Par ailleurs, si l’on considère les publications des éditeurs étrangers sur le poème de Lucain, on peut là encore constater qu’il manque une édition véritablement critique de l’épopée. En effet, pour la qualité du texte établi, seuls deux travaux ont marqué un véritable progrès dans le travail de critique textuelle : il s’agit de celui de D. R. Shackleton Bailey (1988) ainsi que celui, plus récent, de G. Luck (2009). La première de ces éditions est, en quelque sorte, une tumultuaria editio : le philologue anglais a compilé de nombreuses conjectures proposées pour éclaircir certains passages du texte où les leçons transmises par les manuscrits sont insuffisantes, et a su le plus souvent choisir la bonne conjecture, ou en proposer une de son invention lorsque cela s’imposait.

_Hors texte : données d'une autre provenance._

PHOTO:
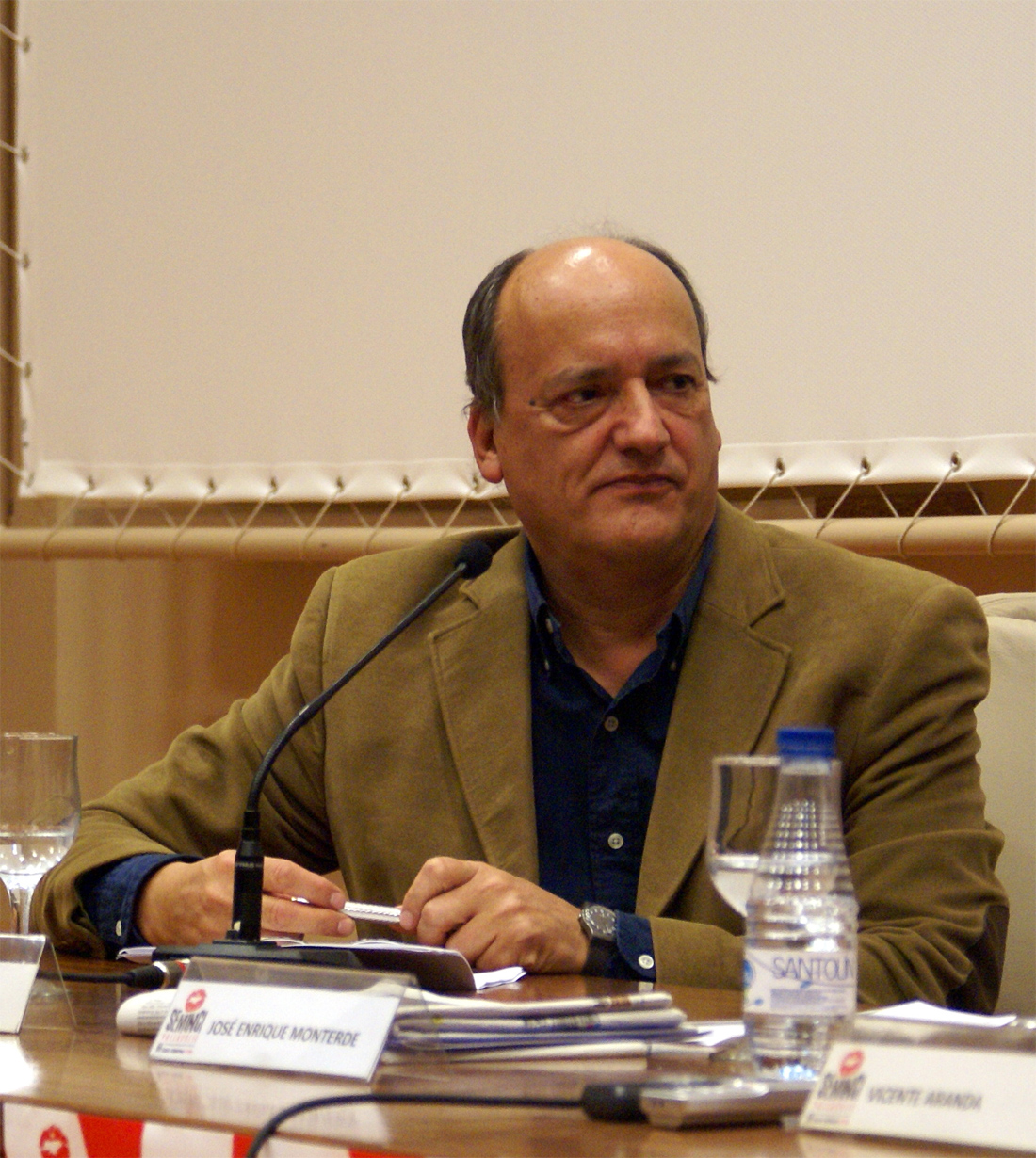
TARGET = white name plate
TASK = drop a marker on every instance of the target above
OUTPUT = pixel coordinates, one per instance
(338, 1032)
(19, 965)
(979, 1097)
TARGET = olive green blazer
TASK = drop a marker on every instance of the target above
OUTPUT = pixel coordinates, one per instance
(428, 751)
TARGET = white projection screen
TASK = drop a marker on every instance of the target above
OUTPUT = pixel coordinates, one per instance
(252, 227)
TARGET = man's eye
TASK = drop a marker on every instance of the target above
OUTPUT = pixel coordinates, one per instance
(583, 396)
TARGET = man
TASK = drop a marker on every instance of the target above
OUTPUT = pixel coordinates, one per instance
(542, 738)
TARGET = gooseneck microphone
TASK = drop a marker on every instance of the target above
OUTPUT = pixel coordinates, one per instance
(244, 936)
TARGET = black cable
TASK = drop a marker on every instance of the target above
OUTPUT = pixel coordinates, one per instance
(157, 975)
(341, 1099)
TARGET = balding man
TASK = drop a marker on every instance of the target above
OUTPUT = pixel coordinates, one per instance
(526, 770)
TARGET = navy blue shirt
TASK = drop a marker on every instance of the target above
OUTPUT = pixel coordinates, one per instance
(594, 764)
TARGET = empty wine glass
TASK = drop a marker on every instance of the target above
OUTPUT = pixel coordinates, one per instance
(743, 791)
(39, 812)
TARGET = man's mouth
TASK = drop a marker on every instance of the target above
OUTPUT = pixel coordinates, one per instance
(639, 483)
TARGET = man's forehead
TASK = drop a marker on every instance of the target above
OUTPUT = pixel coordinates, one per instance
(584, 261)
(566, 281)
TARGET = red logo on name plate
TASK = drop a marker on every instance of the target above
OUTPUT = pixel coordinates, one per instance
(195, 1001)
(54, 1143)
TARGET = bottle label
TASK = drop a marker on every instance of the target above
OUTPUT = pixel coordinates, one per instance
(800, 983)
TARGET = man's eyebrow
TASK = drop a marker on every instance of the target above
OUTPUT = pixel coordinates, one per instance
(574, 376)
(680, 358)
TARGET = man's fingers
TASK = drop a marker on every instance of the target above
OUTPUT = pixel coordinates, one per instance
(186, 904)
(437, 876)
(284, 877)
(283, 917)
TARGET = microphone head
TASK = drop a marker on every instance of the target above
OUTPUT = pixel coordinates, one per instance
(474, 557)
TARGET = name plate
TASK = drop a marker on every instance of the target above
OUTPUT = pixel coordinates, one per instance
(295, 1018)
(931, 1092)
(19, 965)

Toutefois, outre l’absence de traduction, on peut regretter le caractère inégal de son travail, le philologue n’ayant pas porté son attention sur toutes les difficultés posées par l’épopée de Lucain. En outre, si Shackleton Bailey a pris soin de noter, dans son apparat critique, un certain nombre de propositions faites

587 Les passages concernés sont les suivants : II, 262, II, 426, II, 541, II 665 (où Bourgery signale quatre conjectures) et II, 703.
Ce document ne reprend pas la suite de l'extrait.